Ala, me voy a trabajar.

Enfermedad

Joer, alguien me ha hecho un maleficio o algo parecido… No, esa sería la explicación de Phenomena o de Cuarto Milenio, pero como conozco los antecedentes puedo afirmar que me he contagiado en el trabajo. La mitad de los residentes ha caído bajo algún tipo de enfermedad [recemos por que sea vírica y no bacteriana] que provoca malestar general, fiebre, vómitos y deposiciones diarreicas [lo que mi padre llamaba cagalitrosis, es decir, cagar por litros]. Ahora estoy aquí, doliéndome todo y con visitas frecuentes al baño para hacer lo propio de este mal que me afecta.

Además, por si fuera poco, también estoy resfriado, con contenido mucoso en mis bronquios y con alergia. Oh, sí, soy una coctelera andante de enfermedades. Sólo espero poder [sobre]vivir hasta el domingo, que tengo viaje a La Palma con el equipo. ¡Socórranme!

Red dots

Red DotsYa sé que no es muy agradable pero es demasiado impactante como para pasar desapercibido. En menos de dos minutos he llenado de puntos rojos: la pantalla del ordenador, el teclado, la camiseta del pijama, la pared del cuarto del ordenador, el lavabo, la cortina de la bañera y la pared del baño. ¡Me he superado a mí mismo! Es lo que ocurre cuando combinas la alergia con una hemorragia nasal, sangre viajando a ±160km/h que acaba impactando el cualquier sitio.

Hemorragia

BloodEsta alergia me está jodiendo bastante más de lo que me tiene acostumbrado, todo porque en el día de hoy he tenido 4 epistaxis [sangrado nasal]. Por suerte no he manchado nada con sangre, aunque en el trabajo me ha obligado a parar el tratamiento de dos pacientes para ir a buscar un trozo de papel y limpiarme la sangre.
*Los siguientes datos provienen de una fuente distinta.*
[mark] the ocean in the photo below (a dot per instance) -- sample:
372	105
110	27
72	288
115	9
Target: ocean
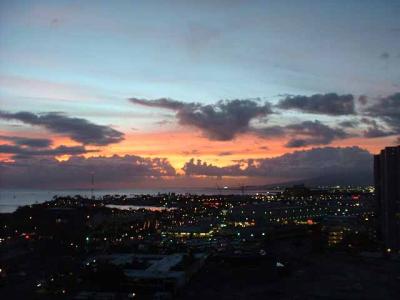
11	199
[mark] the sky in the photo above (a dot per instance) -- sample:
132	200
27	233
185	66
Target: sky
195	93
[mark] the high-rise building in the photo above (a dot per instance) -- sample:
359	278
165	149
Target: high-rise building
387	191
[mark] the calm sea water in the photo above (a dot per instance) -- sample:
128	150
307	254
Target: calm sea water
10	200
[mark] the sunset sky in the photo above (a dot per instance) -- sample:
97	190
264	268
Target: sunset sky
138	92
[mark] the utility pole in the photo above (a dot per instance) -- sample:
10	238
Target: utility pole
92	187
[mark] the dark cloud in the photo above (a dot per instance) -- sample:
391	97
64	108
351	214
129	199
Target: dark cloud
29	142
387	110
363	100
348	123
77	129
19	151
221	121
385	55
313	133
305	133
115	171
225	153
375	130
297	165
328	104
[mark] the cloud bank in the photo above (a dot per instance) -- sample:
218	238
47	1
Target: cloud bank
327	104
221	121
115	171
79	130
316	162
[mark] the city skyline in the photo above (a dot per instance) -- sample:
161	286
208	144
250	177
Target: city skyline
173	93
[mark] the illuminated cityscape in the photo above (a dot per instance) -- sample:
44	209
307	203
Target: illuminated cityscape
199	149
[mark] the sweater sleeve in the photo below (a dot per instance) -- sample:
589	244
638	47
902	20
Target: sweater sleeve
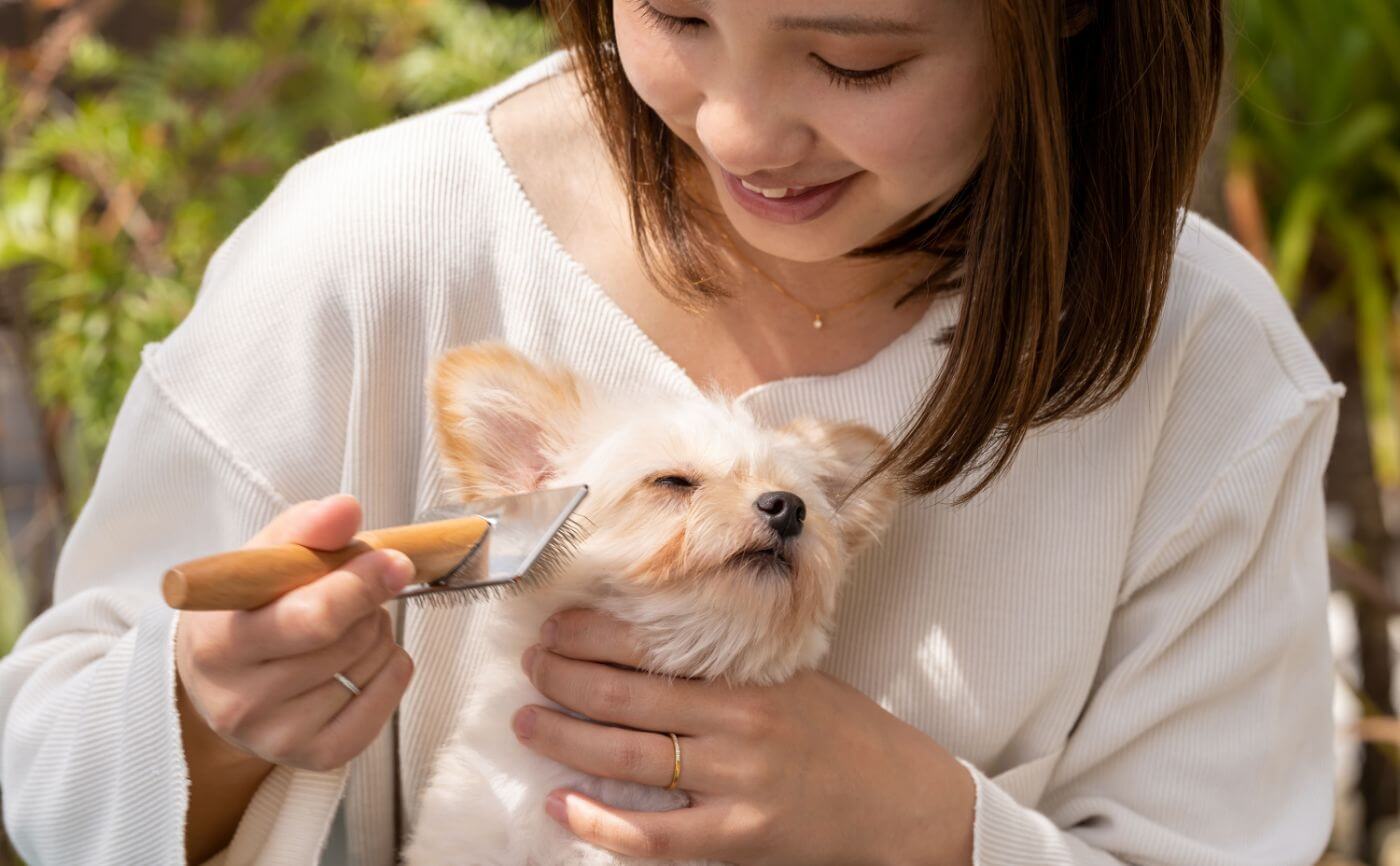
93	764
1207	737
Menos mal que no ha ocurrido [aún] lo que sucedió aquella vez que estornudé mientras tenía sangre en la nariz y dejé el cuarto de baño con un bonito motivo a base de lunares rojos. Realmente impactante, sobretodo para aquellas personas sensibles a la visión de la sangre.

Es curioso, pero igual que con la epistaxis pierdo un poquito de sangre, cada día pierdo un poquito más de esperanza. Sin embargo, al contrario que la hematopoyesis [creación de nuevas células sanguíneas], la esperanza tarda más en recuperarse.